By referencing NU football rather than Rice, Jack Kennedy would have needed to alter the rest of his speech to "We choose to go to the moon in this decade and do the other things, not because they are easy, but because they are im-freaking-possible . . ." and I'm sure Arthur M. Schlesinger, Jr. advised him that such a turn of phrase would not 'pop' in the history books.

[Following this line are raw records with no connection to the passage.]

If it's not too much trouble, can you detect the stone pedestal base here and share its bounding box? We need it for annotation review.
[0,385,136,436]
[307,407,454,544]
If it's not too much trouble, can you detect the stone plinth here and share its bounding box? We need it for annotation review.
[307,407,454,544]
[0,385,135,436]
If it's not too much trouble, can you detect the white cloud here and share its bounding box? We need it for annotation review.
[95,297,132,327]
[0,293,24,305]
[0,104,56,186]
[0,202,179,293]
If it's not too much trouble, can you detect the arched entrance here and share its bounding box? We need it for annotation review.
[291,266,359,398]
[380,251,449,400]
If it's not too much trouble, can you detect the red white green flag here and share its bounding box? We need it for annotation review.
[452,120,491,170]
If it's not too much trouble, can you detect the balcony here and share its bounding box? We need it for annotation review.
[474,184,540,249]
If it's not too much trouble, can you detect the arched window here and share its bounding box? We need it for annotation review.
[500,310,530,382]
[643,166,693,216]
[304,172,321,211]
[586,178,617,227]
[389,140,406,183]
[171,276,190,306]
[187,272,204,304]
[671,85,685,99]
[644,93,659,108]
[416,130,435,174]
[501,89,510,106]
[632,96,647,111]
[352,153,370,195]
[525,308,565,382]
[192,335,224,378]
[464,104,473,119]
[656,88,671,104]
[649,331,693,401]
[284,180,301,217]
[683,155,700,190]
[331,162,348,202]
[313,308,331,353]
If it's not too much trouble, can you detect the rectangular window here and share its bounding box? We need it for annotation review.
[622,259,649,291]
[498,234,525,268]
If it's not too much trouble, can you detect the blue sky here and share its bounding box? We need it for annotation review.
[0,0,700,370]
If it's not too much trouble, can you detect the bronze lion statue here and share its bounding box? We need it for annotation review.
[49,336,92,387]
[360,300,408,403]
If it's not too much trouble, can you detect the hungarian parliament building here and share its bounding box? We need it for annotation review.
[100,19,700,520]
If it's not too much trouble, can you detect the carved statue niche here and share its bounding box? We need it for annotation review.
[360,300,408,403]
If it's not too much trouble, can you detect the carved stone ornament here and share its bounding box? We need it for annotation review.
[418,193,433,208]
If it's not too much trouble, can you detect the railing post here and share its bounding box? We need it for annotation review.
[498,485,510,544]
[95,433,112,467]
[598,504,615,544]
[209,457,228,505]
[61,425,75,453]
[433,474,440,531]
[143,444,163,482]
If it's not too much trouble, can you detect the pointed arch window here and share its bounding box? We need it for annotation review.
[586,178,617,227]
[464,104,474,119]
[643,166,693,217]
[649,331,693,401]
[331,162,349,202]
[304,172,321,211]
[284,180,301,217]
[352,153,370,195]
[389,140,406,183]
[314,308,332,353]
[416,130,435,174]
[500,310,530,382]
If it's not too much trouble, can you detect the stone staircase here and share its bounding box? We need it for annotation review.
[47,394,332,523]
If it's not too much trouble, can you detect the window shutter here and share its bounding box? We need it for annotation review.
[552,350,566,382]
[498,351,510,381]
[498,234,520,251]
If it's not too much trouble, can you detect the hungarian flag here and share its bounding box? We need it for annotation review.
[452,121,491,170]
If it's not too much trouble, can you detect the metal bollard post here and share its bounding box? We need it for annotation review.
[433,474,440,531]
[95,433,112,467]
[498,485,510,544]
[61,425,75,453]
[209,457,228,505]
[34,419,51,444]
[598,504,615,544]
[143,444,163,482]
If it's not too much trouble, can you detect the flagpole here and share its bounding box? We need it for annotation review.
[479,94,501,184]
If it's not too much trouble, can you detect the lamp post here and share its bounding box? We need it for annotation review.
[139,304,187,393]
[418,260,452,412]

ReplyDeleteI appreciate that you waited until today (well, yesterday, actually, but I just read it now) to create the emotional frenzy that I am now experiencing in anticipation of NU v tOSU. While other writers went to the whip ten or more days ago and left readers spent and panting by the time last Saturday's absence of contest occurred, you demonstrated remarkable restraint and characteristic wisdom in holding back your much appreciated emotional jolt. As we are not attending tomorrow in person, Mimsy and I will be holding a pep rally in the rec room at 6:30 tomorrow, at which time we and the dog anticipate rising to a still greater fervor. Props to you for another grand offering.